A literary and visual feast, this 8.5" x 11" 603 page hardcover celebrates the first seventy-five years of Jack Williamson’s career in Science Fiction. From "The Metal Man" in 1928 to his recent Hugo and Nebula Award-winning novella "The Ultimate Earth," inside are some of the best of Williamson’s stories, including excerpts of such classic novels as The Legion of Space, Golden Blood and The Legion of Time.
Also included are several never-before-published gems such as a vintage 1930s tale "The Crystal Castle," a collaboration with long-time friend Edmond Hamilton, and a story originally commissioned for Last Dangerous Visions, "Previews of Hell."
Sidebars with essays, correspondence, and articles are decorated with over 300 book and magazine covers and interior illustrations. A full-color 32-page section features an illustrated timeline of the author’s career, and reprints a complete story arc from Jack Williamson and Lee Elias’ 1950s Sunday comic strip, Beyond Mars. Seventy-Five: The Diamond Anniversary of a Science Fiction Pioneer also features a foreword by award-winning author Connie Willis and an introduction by a fellow pioneer, Sir Arthur C. Clarke.
Born in 1908 on a hard-scrabble dirt ranch, Jack Williamson is one of the true pioneers of science fiction. Since his first publication in Amazing Stories in 1928 he has written some of science fiction’s acknowledged classics including The Humanoids, The Legion of Space, and Darker Than You Think. He has been credited with developing modern concepts of artificial intelligence, anti-matter, and genetic engineering.
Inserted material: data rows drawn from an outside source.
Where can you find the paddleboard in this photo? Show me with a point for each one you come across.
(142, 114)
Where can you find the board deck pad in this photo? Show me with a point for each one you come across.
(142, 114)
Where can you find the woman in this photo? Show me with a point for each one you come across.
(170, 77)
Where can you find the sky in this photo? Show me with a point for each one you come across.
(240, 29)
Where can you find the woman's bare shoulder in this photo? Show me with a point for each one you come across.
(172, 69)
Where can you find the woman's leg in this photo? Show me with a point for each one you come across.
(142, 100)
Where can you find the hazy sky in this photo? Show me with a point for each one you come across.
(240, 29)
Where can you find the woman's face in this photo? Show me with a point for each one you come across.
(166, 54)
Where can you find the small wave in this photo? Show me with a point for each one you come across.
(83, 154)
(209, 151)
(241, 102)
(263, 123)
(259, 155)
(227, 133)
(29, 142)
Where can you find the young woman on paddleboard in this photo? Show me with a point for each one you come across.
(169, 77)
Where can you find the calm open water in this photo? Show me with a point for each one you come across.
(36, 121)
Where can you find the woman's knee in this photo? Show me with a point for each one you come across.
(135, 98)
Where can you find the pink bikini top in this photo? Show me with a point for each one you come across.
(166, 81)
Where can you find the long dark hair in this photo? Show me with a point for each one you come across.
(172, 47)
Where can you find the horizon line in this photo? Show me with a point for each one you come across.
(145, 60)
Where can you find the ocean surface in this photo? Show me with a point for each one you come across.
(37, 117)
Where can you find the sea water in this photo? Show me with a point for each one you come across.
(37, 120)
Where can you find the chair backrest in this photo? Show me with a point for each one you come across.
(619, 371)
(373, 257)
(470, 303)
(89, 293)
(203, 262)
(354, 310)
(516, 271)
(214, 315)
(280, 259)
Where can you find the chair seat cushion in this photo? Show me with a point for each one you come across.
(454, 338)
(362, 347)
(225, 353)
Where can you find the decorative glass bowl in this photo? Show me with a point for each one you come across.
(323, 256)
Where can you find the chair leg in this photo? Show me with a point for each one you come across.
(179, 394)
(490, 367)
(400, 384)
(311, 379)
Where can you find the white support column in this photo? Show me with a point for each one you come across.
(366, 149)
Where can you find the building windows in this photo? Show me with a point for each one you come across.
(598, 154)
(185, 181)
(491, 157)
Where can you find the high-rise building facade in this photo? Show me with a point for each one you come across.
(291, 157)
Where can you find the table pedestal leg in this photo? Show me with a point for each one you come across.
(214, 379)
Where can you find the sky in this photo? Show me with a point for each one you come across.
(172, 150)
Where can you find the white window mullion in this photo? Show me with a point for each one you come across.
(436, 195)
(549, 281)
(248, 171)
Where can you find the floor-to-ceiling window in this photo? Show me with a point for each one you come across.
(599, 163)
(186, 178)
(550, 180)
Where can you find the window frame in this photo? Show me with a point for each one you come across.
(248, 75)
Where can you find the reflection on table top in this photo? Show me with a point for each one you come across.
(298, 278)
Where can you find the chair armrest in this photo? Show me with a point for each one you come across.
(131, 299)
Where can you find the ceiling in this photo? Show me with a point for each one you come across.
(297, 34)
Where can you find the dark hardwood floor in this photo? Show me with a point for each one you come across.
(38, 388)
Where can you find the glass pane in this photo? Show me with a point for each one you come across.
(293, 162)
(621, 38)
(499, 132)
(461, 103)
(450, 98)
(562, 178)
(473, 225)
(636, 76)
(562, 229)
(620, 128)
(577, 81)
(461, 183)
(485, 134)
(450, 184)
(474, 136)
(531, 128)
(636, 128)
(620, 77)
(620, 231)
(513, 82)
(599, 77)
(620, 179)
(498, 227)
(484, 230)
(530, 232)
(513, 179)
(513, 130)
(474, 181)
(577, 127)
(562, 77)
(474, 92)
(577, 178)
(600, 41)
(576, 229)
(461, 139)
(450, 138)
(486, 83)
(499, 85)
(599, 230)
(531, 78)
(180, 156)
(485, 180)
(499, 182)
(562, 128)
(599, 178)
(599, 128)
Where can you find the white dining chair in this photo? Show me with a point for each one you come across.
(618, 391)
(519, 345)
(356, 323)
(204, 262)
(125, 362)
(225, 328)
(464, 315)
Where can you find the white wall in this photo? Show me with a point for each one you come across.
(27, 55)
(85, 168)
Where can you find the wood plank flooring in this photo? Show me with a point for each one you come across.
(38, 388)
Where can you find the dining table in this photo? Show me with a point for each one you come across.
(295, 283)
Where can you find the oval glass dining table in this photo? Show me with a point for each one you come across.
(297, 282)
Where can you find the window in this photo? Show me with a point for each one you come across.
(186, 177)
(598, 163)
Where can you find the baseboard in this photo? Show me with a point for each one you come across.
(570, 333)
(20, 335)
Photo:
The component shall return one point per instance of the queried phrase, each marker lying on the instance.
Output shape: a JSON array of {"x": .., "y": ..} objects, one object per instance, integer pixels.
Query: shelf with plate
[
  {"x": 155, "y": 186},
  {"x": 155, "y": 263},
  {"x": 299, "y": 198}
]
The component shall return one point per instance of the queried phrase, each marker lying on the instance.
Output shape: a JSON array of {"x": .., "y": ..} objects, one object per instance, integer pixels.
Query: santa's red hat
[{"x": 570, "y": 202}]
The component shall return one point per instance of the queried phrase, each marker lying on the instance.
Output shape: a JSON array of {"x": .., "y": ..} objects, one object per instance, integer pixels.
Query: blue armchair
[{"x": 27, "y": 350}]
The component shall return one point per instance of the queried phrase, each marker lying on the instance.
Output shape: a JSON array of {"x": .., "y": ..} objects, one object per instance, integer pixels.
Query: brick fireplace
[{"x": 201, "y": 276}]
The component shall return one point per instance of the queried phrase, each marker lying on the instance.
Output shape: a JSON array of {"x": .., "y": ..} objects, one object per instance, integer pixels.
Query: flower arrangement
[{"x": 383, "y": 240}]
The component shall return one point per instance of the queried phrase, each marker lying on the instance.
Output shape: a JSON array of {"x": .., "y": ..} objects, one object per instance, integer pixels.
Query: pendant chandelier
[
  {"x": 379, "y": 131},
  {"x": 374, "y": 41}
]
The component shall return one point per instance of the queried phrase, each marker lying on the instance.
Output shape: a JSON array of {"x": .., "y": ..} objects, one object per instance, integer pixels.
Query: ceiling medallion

With time away from writing as an Army weather forecaster in World War II, and earning a Ph.D. in English literature at the age of fifty, he taught one of the first SF courses in a university curriculum. In 1976 he was named a Grandmaster by the Science Fiction Writers of America. His fifty-fourth novel, The Stonehenge Gate, is forthcoming in 2005. He lives and works in Portales, New Mexico.
Stephen Haffner is an avid book collector who founded Haffner Press in 1997, and has been dedicated to publishing books by authors such as Leigh Brackett, Edmond Hamilton, Henry Kuttner, C.L. Moore, and Jack Williamson. He lives in Royal Oak, Michigan.
Richard A. Hauptmann is Jack Williamson’s bibliographer, and his book, The Work of Jack Williamson: An Annotated Bibliography and Guide, was nominated for the Hugo Award. He is also a committee member of the annual Williamson Lectureship series at Eastern New Mexico University. He lives in Portales, New Mexico.